A blusa branca - Série Eu me lembro muito bem...
Eu me lembro muito bem de uma blusa branca que tinha quando era adolescente. Era linda, como nenhuma outra que tive depois. Com manga japonesa, ela veio do Nordeste e era delicadamente bordada. O pano era fininho, parecia ter sido tecida por habilidosas aranhas, dessas que vemos em contos infantis capazes de criar tudo. Quando a usava me sentia uma princesa pronta para ganhar o mundo.
Eu me lembro muito bem da sensação que na pele sentia ao contato com o delicado pano. Nenhuma roupa desde então teve este poder sobre minha epiderme.
Com o passar dos anos outras roupas usei: a sensualidade da seda, a simplicidade do algodão, a quentura da lã, mas nenhum outro tecido trouxe o frescor primaveril daquela blusa.

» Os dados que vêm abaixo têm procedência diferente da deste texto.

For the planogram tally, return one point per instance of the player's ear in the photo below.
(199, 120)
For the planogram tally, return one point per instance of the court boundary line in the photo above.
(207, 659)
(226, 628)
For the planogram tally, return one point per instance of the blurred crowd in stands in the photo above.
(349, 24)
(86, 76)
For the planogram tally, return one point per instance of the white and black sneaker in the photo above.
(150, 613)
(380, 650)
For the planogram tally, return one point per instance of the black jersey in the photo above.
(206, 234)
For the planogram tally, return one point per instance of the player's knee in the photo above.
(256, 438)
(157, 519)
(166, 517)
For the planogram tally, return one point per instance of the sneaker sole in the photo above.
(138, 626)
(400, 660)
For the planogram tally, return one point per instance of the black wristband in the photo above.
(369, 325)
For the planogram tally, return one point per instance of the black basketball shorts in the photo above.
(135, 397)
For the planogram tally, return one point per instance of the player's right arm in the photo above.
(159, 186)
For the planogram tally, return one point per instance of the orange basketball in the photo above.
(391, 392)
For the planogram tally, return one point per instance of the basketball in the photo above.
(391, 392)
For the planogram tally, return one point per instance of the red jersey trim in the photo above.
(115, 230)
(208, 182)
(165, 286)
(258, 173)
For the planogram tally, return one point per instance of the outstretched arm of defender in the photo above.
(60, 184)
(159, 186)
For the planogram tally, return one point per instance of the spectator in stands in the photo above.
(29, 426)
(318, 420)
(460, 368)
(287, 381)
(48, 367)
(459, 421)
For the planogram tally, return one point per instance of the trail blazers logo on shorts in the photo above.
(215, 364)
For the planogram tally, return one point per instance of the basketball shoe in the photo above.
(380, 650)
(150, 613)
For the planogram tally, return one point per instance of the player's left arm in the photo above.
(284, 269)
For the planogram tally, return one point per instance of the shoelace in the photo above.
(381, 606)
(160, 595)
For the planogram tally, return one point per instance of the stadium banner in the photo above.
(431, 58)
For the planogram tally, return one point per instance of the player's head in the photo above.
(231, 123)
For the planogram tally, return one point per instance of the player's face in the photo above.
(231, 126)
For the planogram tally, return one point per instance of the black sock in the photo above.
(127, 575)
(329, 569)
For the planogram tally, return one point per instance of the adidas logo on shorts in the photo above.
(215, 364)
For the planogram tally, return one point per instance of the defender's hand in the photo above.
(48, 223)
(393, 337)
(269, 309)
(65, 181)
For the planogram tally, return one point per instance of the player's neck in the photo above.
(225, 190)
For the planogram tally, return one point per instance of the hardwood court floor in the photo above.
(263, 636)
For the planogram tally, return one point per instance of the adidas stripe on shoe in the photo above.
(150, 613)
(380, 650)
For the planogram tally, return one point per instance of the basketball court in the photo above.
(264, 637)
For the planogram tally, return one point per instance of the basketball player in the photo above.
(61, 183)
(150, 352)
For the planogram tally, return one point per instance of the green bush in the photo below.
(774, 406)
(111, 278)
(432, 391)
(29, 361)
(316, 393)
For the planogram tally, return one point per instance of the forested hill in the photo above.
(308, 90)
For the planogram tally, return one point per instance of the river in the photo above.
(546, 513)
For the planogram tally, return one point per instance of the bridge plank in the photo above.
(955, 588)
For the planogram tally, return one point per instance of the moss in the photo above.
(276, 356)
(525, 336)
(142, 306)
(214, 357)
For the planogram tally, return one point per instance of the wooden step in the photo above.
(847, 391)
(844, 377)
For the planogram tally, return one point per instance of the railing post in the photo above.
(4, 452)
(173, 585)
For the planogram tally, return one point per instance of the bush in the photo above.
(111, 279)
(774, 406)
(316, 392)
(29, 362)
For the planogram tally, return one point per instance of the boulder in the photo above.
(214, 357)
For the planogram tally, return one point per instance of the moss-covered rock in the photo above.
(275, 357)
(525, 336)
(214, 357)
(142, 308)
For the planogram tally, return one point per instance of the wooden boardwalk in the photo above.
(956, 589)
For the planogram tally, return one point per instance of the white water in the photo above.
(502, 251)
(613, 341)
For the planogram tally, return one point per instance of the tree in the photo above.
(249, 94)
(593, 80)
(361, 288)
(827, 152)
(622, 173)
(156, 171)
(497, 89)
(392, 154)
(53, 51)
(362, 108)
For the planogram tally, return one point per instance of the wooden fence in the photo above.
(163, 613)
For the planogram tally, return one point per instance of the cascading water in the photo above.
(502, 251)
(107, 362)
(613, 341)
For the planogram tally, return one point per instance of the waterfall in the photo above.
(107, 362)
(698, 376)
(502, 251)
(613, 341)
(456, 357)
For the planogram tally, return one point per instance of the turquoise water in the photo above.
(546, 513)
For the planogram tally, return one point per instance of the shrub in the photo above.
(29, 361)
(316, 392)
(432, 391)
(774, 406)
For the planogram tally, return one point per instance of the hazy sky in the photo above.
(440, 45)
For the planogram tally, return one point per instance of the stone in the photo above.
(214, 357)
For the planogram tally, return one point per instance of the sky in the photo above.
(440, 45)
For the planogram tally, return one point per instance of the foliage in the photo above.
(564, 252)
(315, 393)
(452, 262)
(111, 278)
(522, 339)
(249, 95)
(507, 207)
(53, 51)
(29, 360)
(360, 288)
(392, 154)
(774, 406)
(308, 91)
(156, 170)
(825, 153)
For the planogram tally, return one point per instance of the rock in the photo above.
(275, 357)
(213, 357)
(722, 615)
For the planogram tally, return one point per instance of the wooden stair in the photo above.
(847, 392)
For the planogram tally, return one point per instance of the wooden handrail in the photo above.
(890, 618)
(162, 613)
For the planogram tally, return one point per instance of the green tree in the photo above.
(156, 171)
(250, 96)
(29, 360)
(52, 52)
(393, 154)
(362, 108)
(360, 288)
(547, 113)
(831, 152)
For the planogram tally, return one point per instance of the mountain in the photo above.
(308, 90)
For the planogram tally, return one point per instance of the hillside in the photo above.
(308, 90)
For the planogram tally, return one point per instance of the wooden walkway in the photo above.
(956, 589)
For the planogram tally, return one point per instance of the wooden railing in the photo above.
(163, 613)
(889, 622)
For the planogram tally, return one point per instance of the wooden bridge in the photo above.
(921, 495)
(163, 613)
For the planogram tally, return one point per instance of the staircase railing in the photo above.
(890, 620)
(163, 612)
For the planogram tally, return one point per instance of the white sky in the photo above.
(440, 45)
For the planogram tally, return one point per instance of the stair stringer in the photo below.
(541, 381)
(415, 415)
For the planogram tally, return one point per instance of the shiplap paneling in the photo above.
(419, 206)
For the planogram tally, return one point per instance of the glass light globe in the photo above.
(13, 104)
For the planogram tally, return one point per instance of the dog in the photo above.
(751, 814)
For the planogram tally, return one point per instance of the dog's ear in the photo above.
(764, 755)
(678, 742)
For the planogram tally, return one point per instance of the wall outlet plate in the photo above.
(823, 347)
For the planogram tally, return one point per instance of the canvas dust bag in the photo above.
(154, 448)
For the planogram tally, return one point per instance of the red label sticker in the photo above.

Ela não era uma simples blusa. Era a representação, a esperança de todos os sonhos que carreguei na adolescência quando ainda acreditava – doce ilusão! – que mudaria o mundo.
Ah, o mundo! O vasto mundo! – já recitou Drummond. Mas eu ainda não sabia naquela época que Raimundo não era uma solução. Era apenas uma simples rima. Nada mais do que isso.
Mas aquela blusa foi testemunha da minha adolescência. Do que eu era, só assim posso entender o por quê sou o que sou hoje.
Não faz muito tempo, numa visita ao Nordeste, encontrei uma blusa tão delicada como aquela que tive. Pedi para experimentá-la. No provador pude notar que era o meu tamanho, que o pano era tão fininho como a blusa de outrora. Tudo perfeito só com um pequeno senão: eu já não era mais a mesma. Minha pele já tinha vestido outros panos, outras ilusões e desilusões. Cresci.
Às vezes acho que felizmente cresci; outras vezes mudo de ideia e penso que infelizmente cresci.
Não importa.
O importante é saber do carinho que carrego na memória por aquela blusa branca.
Sua recordação me faz lembrar muito bem do quanto fui feliz.